Bambini di Mosul: Save the Children, gli anni sotto l’Isis hanno lasciato segni di “stress tossico” con danni permanenti alla salute mentale e fisica

“Gli scontri brutali e gli anni vissuti sotto l’Isis hanno causato pericolosi danni psicologici ai bambini di Mosul”: è uno dei dati che emerge da una nuova ricerca di Save the Children, presentata oggi. “I bambini sono così profondamente segnati dai ricordi di estrema violenza e deprivazione da vivere in una condizione di costante paura per la propria vita, incapaci di mostrare emozioni e afflitti da ‘incubi a occhi aperti’ – rileva Save the Children -: tutti i bambini coinvolti nell’indagine hanno mostrato chiari segni di ‘stress tossico’, che può avere un impatto permanente sulla loro salute mentale e fisica e interrompere il loro sviluppo.

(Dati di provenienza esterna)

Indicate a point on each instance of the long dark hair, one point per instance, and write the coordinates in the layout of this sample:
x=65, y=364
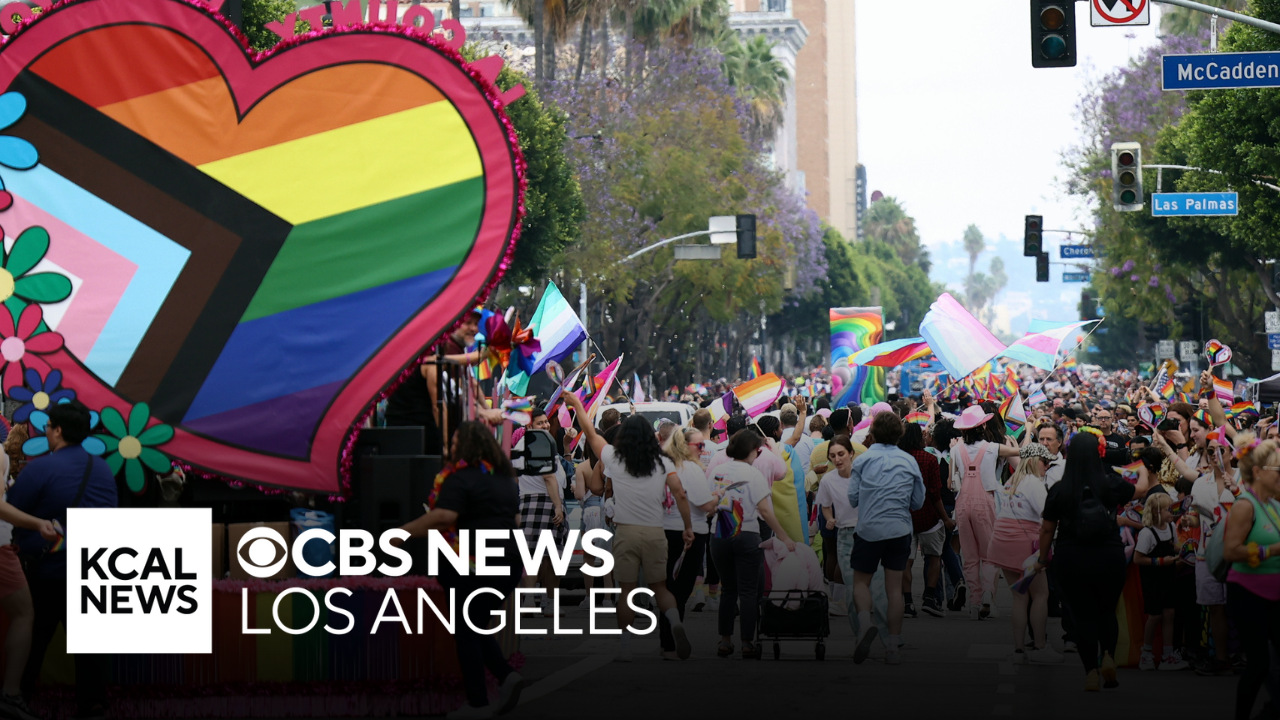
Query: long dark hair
x=913, y=437
x=475, y=445
x=638, y=447
x=1083, y=465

La perdita di persone amate rappresenta la principale causa di sofferenza per i bambini: il 90% ha riportato la perdita di almeno un membro della famiglia a causa di morte, separazione durante la fuga o sequestro”. Un trauma, secondo l’organizzazione internazionale, che, “unito alle scene di grave violenza alle quali hanno assistito, dall’omicidio al bombardamento della propria casa, compromette la loro salute mentale: la maggioranza dei bambini – e, in particolare, il 78% delle bambine – ha raccontato di non riuscire a dormire o di avere incubi, spesso così vividi da tormentarli durante il giorno”. Quasi tutti i bambini con i quali gli esperti hanno parlato hanno presentato un comportamento “robotico”, “rivelandosi incapaci di giocare o mostrare emozioni”. Questo il quadro che emerge dallo studio realizzo da Save the Children, attraverso focus group che hanno coinvolto i bambini di un campo per sfollati interni a sud di Mosul, e che è la più ampia analisi sull’impatto del conflitto nella città sulla salute mentale dei più piccoli.